Usually when a fisherman tells a fish story, he makes the fish as big as he can carry. But on Wednesday, the U.S. Supreme Court hears a case about a fisherman convicted of deep-sixing some fish altogether so no one could accurately check their size.
The question before the justices is whether his conviction, based on a law passed after a scandal that destroyed energy firm Enron and resulted in criminal convictions for accounting firm Arthur Andersen, should get the hook.
Commercial fisherman John Yates and his crew were fishing for grouper in federal waters in the Gulf of Mexico when Florida Fish and Wildlife officer John Jones boarded the boat. Jones, suspecting that the fishermen were keeping fish smaller than the 20-inch minimum, measured some of the catch and found 72 grouper that were undersized. As fisherman Yates tells the story, he got “a citation for short fish; it’s like a speeding ticket.”
Jones, who had been deputized as a federal officer, ordered the fish kept, but when the boat arrived on shore he determined that the fish in the crate were not the same ones he had measured. Yates professes surprise at what happened down the line.

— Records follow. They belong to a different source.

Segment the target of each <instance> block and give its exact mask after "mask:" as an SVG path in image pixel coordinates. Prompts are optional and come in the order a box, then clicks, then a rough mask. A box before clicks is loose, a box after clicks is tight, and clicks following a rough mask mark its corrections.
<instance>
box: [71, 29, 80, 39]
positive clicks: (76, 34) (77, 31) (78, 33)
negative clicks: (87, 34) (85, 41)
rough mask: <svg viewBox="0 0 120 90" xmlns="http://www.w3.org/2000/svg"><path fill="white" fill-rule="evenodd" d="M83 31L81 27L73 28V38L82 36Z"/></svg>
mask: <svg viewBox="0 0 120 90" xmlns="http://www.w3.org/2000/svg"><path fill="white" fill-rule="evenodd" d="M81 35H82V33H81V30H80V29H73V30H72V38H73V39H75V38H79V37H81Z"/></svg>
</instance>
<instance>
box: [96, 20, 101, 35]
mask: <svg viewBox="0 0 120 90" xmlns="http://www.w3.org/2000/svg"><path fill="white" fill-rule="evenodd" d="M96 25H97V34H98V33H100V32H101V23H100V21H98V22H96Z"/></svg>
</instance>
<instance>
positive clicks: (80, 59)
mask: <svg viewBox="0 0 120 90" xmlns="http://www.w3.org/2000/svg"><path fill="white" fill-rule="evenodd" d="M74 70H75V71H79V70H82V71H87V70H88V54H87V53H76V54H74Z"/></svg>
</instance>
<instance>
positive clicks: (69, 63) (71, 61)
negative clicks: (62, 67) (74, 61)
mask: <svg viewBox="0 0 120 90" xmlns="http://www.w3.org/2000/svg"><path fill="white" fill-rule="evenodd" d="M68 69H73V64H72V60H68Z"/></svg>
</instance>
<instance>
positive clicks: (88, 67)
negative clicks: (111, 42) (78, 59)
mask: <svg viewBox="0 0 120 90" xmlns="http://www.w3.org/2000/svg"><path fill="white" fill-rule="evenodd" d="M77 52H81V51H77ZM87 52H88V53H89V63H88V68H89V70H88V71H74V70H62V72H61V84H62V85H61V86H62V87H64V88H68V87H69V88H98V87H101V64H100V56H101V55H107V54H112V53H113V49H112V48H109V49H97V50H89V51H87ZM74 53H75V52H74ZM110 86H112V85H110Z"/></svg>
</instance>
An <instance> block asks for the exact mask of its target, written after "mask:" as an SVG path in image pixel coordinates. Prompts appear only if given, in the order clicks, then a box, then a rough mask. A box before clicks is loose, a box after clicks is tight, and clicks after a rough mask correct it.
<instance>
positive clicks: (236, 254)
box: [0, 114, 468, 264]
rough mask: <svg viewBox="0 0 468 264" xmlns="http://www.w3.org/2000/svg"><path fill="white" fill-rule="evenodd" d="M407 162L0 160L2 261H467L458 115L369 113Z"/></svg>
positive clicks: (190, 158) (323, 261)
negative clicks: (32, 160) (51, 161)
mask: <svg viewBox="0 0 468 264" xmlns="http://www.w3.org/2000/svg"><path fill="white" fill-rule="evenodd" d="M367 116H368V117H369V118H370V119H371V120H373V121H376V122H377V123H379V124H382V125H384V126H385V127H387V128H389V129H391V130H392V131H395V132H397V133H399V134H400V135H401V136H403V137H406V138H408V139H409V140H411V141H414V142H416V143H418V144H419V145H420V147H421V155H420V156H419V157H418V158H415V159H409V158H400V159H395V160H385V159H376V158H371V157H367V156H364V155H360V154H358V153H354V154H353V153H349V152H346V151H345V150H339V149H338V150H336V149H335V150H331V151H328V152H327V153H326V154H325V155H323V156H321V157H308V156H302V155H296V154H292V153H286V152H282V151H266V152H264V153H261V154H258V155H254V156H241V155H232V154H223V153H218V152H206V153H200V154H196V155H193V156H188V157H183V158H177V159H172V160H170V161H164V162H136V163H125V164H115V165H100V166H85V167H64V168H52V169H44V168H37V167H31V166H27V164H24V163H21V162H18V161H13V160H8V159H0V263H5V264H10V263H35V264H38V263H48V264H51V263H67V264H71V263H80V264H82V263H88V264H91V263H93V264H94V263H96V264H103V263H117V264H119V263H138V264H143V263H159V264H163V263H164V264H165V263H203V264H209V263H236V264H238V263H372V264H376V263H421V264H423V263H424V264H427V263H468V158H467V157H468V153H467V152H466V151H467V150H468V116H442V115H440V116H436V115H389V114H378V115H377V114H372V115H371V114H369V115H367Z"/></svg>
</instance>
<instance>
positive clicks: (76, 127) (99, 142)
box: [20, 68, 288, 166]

“Three years later, all of a sudden they come with bulletproof vests and guns. They put me in handcuffs and they took me to jail,” he says.
The government tells a very different story. Solicitor General Donald Verrilli says the state inspector put the undersized fish in a crate on board Captain Yates’ boat and instructed him to bring the box back to shore, where he would be met by federal authorities.
Verrilli says that once the state inspector had left the boat, Yates instructed one of his crew: “Take that crate of fish, dump it overboard, and replace it with fish that were no longer undersized. And then the employee got back on shore and he ratted out his boss.”
Yates was convicted of destroying evidence to impede a federal investigation and sentenced to 30 days in jail. He appealed all the way to the Supreme Court, contending that the law used to prosecute him was meant to apply to documents and records, not fish. He has a small army of supporters, particularly in the business community.
The federal government, however, argues that the law was clearly written and intended to be a broad anti-obstruction-of-justice law that would fill gaps in the criminal code that had long existed. The text of the law makes it a crime to destroy, alter or cover up “any record, document, or tangible object with the intent to … impede or obstruct” the investigation of “any matter” within federal jurisdiction.
The government looks at that language and says the plain meaning covers more than just financial records. Indeed, for more than a decade, federal prosecutors have used the statute in obstruction cases involving everything from terrorism to environmental safety violations; the “tangible object” that defendants sought to alter or destroy has included human bodies, bloodstains, guns, drugs, cash and automobiles. Most recently, the statute was used to win the conviction of a Boston man for helping the accused Boston Marathon bomber conceal physical evidence of his crime.
At the Supreme Court on Wednesday, Assistant Public Defender John Badalamenti, representing captain Yates, will tell the justices that the government’s argument is a huge overreach.
“This statute does not cover the destruction of anything but records or documents,” he says. Indeed, he notes, the title of this section of the law is “Destruction and Alteration of Records” and, he contends, the purpose of the law was to prevent and punish obstruction in the financial industry.
“I would not dispute that anything can be a tangible object under the broadest dictionary definition. But they have to be read in the context of all the words that Congress legislated,” Badalamenti says.
Supporting the argument and opposing the government’s position is a phalanx of business organizations, as well as defense and civil liberties lawyers. They contend that if the Court upholds the government’s broad reading of the statute, it will give prosecutors the power to seek penalties of up to 20 years in prison if an individual destroys any object, no matter how trivial, with the intent of obstructing a federal investigation.
The government replies that the “records only” argument would make it a crime for a murderer to destroy his victim’s diary, but not the murder weapon.